Eine Feldkirch-Odyssee
Von Oliver Ruhm (45) – er ist schon sein halbes Leben lang Unternehmer in der Vorarlberger Kreativbranche.
Als ich mit 28 ankündigte, eine Haushälfte in Nofels kaufen zu wollen, drohte mein Vater mir mit der Enterbung. Klingt jetzt erst mal dramatisch. Mit prüfendem Blick auf die Familienreichtümer erschien mir das Risiko jedoch überschaubar und ich wagte den Schritt über die Ill, um mich in 2700 Metern Luftlinie von meinem Gisinger Elternhaus niederzulassen. Die Einheimischen waren reserviert, aber größtenteils tolerant. Die diplomatischen Wogen gegenüber der „Alten Welt“ glätteten sich schließlich.
Einige Jahre später wurde der Wohnraum für unsere zwischenzeitlich gegründete Familie knapp und wir machten uns erneut auf die Suche nach einer neuen Bleibe. Fündig wurden wir nach zahlreichen Versuchen schließlich in der alten Heimat jenseits der Ill, die sich auf dem Rückweg übrigens partout nicht teilen wollte. Den örtlichen Bräuchen entsprechend legten wir ein „Kaufanbot“ für ein hundertjähriges Haus im Gisinger Ortskern und harrten Tag für Tag auf die Rückmeldung der Verkäufer. Die Erlösung erreichte uns auf unerwarteten Schwingen: Beim Einkauf in der dörflichen Bäckerei informierte uns die Dame des Hauses, dass wir den Zuschlag bereits erhalten hätten. Das wüssten alle schon. Einige Tage später bestätigte uns der Makler diese mehlgestäubte Verheißung.
Der Abstand zum elterlichen Schornstein schrumpfte also auf 300 Meter. Ich erinnere mich an einen ersten Spaziergang durch das Dorf: Ich fühlte mich, wie sich historische Heimkehrer so fühlen mochten, die nach Jahren in der Ferne die Heimat mit neuen Augen betrachteten. Ich war in bester Gesellschaft mit Odysseus, Kolumbus und Napoleon, könnte man sagen. Endlich wieder zuhause.

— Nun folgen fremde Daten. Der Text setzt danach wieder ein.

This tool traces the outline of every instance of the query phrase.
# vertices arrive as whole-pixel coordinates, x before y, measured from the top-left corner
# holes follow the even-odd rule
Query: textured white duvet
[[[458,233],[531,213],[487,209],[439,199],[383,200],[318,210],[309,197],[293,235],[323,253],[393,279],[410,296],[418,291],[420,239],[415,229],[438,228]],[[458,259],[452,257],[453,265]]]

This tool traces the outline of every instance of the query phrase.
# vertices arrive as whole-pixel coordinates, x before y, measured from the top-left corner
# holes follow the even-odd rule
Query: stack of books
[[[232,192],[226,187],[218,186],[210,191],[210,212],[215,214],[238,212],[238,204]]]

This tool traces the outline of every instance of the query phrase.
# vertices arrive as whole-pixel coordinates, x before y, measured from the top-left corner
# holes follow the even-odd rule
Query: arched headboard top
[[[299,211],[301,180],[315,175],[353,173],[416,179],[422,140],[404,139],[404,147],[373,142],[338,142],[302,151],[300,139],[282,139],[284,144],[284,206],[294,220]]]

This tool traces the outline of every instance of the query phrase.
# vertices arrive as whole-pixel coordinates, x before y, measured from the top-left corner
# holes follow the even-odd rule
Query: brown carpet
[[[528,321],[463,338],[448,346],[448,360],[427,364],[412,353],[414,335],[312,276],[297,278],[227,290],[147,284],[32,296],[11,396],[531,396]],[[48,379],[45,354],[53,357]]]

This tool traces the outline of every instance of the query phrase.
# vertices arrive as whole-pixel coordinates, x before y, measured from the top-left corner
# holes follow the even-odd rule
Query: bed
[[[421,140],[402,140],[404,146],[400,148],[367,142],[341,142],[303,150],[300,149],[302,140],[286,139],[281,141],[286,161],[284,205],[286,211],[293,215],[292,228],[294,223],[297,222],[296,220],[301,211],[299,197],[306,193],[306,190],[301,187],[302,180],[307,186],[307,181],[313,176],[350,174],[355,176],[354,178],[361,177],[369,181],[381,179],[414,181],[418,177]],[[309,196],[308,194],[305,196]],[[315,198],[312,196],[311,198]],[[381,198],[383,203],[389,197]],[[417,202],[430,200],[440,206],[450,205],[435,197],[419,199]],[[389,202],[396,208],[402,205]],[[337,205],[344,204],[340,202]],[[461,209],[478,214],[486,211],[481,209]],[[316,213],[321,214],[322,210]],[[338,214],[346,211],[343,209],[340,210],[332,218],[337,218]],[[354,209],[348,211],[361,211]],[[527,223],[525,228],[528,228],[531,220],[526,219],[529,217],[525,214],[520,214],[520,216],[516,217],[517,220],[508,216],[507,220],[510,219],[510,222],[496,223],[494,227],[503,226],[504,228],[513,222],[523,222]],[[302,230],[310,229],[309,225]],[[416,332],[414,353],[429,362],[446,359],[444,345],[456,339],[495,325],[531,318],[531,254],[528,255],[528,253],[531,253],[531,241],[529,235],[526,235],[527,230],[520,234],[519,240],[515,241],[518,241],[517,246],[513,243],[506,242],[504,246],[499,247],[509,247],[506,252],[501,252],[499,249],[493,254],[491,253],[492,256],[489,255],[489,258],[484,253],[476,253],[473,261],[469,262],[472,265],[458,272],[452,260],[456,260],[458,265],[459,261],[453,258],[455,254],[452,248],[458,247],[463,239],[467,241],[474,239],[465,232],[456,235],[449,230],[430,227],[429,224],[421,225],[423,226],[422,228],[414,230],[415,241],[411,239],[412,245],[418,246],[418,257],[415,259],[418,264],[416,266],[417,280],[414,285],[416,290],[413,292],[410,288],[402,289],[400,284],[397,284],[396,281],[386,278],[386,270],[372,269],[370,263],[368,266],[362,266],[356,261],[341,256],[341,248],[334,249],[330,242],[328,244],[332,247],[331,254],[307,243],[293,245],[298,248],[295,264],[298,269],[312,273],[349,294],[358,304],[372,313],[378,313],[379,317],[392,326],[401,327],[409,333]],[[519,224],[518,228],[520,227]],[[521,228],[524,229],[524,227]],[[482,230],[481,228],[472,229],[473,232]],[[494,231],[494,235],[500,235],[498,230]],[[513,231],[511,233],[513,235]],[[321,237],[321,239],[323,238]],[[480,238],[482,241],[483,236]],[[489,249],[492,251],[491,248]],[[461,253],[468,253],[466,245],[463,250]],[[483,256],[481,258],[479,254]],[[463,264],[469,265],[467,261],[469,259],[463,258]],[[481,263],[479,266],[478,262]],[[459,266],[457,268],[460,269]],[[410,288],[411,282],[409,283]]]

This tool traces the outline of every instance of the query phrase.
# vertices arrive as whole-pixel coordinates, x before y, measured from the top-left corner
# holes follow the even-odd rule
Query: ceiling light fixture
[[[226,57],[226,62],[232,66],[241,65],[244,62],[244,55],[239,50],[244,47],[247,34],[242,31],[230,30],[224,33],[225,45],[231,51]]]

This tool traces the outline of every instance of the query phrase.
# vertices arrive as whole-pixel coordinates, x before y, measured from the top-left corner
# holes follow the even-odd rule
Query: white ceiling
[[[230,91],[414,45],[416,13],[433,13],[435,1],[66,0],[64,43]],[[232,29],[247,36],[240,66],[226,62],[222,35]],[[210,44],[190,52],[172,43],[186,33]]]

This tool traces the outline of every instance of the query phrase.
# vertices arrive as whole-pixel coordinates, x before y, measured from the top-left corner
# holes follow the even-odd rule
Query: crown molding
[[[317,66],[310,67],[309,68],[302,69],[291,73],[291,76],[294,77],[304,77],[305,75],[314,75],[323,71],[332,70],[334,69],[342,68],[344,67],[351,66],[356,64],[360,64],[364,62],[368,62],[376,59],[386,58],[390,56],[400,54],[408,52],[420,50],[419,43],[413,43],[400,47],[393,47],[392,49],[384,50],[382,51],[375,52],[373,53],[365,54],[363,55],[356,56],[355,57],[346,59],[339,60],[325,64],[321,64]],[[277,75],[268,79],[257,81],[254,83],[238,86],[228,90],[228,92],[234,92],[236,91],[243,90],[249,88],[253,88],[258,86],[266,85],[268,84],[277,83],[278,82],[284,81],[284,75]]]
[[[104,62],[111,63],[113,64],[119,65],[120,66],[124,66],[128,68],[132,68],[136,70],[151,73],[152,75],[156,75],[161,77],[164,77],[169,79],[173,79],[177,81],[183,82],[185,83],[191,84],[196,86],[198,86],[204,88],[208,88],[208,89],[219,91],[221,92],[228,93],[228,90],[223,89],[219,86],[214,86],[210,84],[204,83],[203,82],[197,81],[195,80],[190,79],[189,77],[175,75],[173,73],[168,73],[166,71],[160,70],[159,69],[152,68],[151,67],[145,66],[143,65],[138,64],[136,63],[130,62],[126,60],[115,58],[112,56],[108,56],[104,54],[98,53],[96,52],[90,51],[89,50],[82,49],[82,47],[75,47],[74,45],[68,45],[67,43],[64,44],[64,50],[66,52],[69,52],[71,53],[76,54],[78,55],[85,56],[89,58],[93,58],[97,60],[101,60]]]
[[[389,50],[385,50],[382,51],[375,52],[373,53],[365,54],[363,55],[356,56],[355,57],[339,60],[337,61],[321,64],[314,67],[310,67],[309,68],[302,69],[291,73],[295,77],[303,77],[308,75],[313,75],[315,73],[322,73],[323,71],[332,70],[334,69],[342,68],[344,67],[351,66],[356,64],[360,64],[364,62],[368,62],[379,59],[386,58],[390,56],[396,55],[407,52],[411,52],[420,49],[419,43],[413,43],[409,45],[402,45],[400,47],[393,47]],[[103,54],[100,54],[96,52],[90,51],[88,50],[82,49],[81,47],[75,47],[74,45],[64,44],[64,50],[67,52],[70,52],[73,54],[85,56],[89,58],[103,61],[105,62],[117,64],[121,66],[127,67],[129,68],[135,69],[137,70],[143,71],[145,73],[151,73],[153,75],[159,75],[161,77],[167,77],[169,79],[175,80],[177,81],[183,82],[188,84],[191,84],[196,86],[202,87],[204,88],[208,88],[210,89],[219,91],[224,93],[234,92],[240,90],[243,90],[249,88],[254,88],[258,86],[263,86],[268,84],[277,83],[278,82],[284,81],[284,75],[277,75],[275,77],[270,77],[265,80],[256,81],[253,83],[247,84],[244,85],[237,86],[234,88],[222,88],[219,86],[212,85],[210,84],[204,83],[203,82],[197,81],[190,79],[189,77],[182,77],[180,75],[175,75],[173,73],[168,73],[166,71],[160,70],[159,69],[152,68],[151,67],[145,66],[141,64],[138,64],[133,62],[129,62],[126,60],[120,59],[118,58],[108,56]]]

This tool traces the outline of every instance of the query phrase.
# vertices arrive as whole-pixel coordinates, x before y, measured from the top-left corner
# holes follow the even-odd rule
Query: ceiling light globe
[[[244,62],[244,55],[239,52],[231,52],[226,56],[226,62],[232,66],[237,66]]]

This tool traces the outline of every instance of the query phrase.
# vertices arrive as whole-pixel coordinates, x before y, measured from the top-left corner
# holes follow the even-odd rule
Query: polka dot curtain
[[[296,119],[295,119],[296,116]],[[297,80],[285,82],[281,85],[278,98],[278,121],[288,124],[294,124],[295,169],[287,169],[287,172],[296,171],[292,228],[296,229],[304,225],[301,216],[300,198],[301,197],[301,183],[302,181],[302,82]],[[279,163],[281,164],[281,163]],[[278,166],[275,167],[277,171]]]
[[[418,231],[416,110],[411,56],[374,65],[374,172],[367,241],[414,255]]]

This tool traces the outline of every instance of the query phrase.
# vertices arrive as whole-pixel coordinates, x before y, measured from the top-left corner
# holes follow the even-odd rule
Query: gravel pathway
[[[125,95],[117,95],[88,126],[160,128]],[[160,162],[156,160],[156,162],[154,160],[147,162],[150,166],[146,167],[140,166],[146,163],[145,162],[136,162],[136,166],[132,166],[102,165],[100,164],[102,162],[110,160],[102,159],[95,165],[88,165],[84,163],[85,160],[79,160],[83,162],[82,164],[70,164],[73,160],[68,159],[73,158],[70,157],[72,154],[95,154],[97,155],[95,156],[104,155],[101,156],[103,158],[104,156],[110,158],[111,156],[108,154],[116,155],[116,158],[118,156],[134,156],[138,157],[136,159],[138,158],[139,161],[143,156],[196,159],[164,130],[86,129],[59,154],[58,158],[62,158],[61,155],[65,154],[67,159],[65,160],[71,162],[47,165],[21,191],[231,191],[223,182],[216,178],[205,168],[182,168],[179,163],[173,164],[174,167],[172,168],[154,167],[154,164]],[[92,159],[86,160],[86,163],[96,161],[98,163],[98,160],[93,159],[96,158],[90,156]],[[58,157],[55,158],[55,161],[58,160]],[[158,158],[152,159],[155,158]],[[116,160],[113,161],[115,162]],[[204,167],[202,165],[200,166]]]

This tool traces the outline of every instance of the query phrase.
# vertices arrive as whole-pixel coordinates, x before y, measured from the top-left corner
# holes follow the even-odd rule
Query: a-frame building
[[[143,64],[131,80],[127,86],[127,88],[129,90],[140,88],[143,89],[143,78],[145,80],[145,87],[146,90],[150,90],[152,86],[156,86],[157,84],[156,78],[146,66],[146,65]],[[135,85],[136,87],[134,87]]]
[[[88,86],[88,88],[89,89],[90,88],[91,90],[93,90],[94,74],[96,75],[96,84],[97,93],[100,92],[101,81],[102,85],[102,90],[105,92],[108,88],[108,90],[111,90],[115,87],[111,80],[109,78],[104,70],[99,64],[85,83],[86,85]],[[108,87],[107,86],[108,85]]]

Im Zuge der folgenden Sanierungsarbeiten begrüßten mich eines Morgens Passanten mit einem freundlichen „Good morning!“, welches ich verwundert erwiderte. Als ich bei folgender Gelegenheit erneut auf Englisch angesprochen wurde und im Dialekt antwortete, klärte sich die Lage. Im Dorf wurde erzählt, unsere Familie sei aus Schweden zugezogen. Ich erkundigte mich nach dem Grund und erfuhr, dass diese Schlussfolgerung auf drei Fakten basierte. Erstens: Unser Volvo-Kombi. Zweitens: Wir hatten die Fensterläden des Hauses himmelblau gestrichen. Drittens: Unser skandinavischer Einrichtungsstil ohne abschirmende Vorhänge oder Gardinen. „Gut zu wissen“, sagte ich. Eine Weile grüßte ich mit einem beherzten „Hej!“
Ein zweites Gerücht ist jüngerer Natur. Ich erfuhr von einem Jugendfreund (230 Meter Luftlinie), dass er von seiner Schwester vor unserem Haus gewarnt worden war. Nach ihrer Information lebten dort nämlich Anhänger einer missionarischen Glaubensgemeinschaft. Erstens würde man uns nie in der Gisinger Kirche antreffen. Der zweite Grund fußte auf noch handfesteren Beweisen: das Schild an unserer Fassade.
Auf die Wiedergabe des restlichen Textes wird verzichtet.